Hiraoka B Y, Fukasawa K, Harada M
J Biochem. 1983 Oct;94(4):1201-8. doi: 10.1093/oxfordjournals.jbchem.a134465.
Two novel aminopeptidases (I and II) which have specificity for amino-terminal arginine residues and strong sensitivity to divalent cations were purified from Streptococcus mitis ATCC 9811 by a procedure that involved treatment with a lytic enzyme for bacterial cell walls, followed by a series of chromatographies. Enzyme I was obtained as a homogeneous protein as judged by polyacrylamide gel electrophoresis and had a specific activity of 484.8 units per mg protein using L-arginine-2-naphthylamide as substrate; its Km value was 2.6 X 10(-5) M. The molecular weight was estimated to be 62,000, and its isoelectric point was pH 4.4. Enzyme II was purified to a specific activity of 128.0 units per mg protein and had a Km value of 3.8 X 10(-5) M. The molecular weight was estimated to be 360,000, and its isoelectric point was pH 5.7. The pH optima of enzymes I and II were 8.6 and 7.6, respectively. Both enzymes were inactivated by sulfhydryl reagents and metal ions but were markedly activated by EDTA. The chloride ion had an inhibitory rather than a stimulatory effect on the activity of both enzymes. Substrate specificity studies indicated that both the enzymes specifically hydrolyze N-terminal arginine residues from a-aminoacyl 2-naphthylamides and peptides, but they could not attack the L-arginyl-L-prolyl-peptide.

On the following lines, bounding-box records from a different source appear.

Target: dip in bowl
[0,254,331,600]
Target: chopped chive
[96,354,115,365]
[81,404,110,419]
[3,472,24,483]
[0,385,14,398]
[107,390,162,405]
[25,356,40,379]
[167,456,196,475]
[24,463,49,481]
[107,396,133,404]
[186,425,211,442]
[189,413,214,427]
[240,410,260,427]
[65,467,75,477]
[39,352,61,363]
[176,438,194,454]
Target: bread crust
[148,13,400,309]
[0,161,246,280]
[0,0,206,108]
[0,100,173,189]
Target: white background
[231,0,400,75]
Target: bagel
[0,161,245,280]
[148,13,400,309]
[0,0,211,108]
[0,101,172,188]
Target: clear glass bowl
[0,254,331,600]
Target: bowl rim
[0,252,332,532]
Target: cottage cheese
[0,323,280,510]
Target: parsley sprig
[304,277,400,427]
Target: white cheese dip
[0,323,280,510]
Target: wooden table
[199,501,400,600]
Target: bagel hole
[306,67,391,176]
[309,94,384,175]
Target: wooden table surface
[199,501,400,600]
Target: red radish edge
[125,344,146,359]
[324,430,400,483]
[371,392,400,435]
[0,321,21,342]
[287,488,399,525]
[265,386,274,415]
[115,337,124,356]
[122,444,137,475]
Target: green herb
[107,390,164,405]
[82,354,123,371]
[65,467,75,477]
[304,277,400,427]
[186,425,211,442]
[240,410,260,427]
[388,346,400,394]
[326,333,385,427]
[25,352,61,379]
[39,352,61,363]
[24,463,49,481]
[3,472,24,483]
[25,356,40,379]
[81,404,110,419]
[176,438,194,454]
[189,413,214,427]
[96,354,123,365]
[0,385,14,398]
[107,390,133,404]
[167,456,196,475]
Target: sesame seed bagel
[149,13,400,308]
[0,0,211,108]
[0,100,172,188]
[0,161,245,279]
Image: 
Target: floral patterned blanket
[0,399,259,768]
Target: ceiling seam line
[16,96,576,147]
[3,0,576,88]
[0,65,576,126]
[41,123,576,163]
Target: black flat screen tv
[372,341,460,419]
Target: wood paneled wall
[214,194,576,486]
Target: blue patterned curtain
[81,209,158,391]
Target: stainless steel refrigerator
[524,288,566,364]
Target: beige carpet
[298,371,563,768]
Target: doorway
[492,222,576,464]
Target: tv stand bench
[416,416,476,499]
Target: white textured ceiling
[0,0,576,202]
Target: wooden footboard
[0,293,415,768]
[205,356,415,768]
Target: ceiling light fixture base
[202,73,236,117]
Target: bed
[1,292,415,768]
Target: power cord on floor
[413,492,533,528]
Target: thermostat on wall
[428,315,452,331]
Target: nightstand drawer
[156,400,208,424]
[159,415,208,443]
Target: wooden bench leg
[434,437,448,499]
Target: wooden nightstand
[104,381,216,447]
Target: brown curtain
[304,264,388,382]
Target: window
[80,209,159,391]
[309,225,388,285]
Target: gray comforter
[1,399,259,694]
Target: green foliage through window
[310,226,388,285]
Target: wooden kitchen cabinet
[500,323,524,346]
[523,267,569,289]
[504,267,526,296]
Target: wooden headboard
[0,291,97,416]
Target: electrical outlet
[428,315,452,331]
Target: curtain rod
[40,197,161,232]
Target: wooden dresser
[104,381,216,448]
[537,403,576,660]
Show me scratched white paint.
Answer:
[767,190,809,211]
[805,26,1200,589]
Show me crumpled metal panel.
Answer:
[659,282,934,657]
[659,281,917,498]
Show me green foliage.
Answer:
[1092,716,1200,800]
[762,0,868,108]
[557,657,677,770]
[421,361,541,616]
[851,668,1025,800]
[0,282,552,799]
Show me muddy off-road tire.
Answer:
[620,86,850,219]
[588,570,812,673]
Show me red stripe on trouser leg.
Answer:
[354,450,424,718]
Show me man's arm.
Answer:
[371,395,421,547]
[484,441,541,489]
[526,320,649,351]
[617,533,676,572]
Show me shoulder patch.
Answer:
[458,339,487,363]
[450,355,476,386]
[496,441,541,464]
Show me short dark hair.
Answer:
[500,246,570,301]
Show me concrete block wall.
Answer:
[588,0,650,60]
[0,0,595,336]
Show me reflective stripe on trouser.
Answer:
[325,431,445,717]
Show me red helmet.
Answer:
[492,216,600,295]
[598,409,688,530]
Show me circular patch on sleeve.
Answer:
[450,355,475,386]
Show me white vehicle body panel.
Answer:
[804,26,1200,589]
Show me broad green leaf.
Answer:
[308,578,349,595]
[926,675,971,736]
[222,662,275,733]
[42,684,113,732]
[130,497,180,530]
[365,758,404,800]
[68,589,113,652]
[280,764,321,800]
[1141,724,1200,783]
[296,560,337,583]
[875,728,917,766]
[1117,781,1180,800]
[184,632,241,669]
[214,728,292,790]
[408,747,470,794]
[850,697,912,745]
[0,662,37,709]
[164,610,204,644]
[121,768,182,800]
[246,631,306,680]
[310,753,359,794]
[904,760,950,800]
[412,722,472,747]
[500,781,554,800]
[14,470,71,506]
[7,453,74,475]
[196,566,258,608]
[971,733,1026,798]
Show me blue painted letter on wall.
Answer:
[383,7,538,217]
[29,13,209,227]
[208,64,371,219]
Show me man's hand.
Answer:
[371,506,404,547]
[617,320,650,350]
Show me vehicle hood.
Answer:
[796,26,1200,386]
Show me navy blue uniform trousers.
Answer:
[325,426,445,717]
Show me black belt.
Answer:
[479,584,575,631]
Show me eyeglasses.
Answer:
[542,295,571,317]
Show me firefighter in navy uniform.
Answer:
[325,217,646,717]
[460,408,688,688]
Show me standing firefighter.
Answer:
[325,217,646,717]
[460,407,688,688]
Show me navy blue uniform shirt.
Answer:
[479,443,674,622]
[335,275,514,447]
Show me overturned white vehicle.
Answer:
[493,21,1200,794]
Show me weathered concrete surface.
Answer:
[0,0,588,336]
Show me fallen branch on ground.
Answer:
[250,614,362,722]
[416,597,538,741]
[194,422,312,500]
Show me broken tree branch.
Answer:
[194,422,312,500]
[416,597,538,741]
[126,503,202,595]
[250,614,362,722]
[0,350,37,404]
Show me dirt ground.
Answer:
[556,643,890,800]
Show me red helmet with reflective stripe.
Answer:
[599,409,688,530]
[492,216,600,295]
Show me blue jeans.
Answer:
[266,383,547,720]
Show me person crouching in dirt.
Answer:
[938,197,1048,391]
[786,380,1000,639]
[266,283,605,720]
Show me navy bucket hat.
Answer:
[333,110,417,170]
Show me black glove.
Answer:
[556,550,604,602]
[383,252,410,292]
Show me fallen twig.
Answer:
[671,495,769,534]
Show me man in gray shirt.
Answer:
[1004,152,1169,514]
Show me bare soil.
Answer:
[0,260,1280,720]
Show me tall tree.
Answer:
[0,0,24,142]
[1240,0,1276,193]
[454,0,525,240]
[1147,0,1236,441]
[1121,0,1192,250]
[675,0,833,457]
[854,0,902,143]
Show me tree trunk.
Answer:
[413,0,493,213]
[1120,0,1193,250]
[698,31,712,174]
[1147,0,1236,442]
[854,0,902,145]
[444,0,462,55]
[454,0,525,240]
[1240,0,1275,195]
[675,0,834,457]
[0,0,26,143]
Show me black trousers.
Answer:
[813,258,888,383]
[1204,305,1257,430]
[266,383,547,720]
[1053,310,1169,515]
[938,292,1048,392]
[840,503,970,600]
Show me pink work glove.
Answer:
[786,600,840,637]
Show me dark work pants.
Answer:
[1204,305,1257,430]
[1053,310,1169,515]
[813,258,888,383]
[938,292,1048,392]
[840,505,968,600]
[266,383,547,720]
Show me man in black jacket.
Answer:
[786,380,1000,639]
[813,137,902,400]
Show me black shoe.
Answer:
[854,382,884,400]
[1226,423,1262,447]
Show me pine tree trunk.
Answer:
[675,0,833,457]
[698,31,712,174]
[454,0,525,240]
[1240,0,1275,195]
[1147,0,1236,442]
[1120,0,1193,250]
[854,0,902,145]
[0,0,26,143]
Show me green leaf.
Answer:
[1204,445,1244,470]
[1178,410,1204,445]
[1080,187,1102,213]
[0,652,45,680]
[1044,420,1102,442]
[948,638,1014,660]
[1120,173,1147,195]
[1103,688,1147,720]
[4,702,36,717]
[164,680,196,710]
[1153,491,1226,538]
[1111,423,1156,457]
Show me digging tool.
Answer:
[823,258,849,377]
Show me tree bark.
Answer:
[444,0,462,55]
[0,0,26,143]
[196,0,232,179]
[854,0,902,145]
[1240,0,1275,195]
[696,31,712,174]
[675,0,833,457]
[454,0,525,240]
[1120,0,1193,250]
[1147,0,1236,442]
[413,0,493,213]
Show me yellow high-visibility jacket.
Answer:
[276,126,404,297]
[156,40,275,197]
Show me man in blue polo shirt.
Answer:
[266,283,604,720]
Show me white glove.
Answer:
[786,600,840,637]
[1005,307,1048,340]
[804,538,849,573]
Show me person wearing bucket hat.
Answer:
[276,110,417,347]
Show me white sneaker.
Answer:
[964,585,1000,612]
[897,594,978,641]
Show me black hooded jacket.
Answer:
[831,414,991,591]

从缓症链球菌ATCC 9811中纯化出了两种新型氨肽酶(I和II),它们对氨基末端的精氨酸残基具有特异性,并且对二价阳离子高度敏感。纯化过程包括先用溶菌酶处理细菌细胞壁,然后进行一系列色谱分离。通过聚丙烯酰胺凝胶电泳判断,酶I得到的是一种纯蛋白,以L-精氨酸-2-萘酰胺为底物时,其比活性为每毫克蛋白484.8单位;其Km值为2.6×10⁻⁵M。分子量估计为62,000,其等电点为pH 4.4。酶II纯化后的比活性为每毫克蛋白128.0单位,Km值为3.8×10⁻⁵M。分子量估计为360,000,其等电点为pH 5.7。酶I和II的最适pH分别为8.6和7.6。两种酶都被巯基试剂和金属离子灭活,但被EDTA显著激活。氯离子对两种酶的活性具有抑制作用而非刺激作用。底物特异性研究表明,这两种酶都能特异性地从α-氨基酰基2-萘酰胺和肽中水解N-末端精氨酸残基,但它们不能作用于L-精氨酰-L-脯氨酰肽。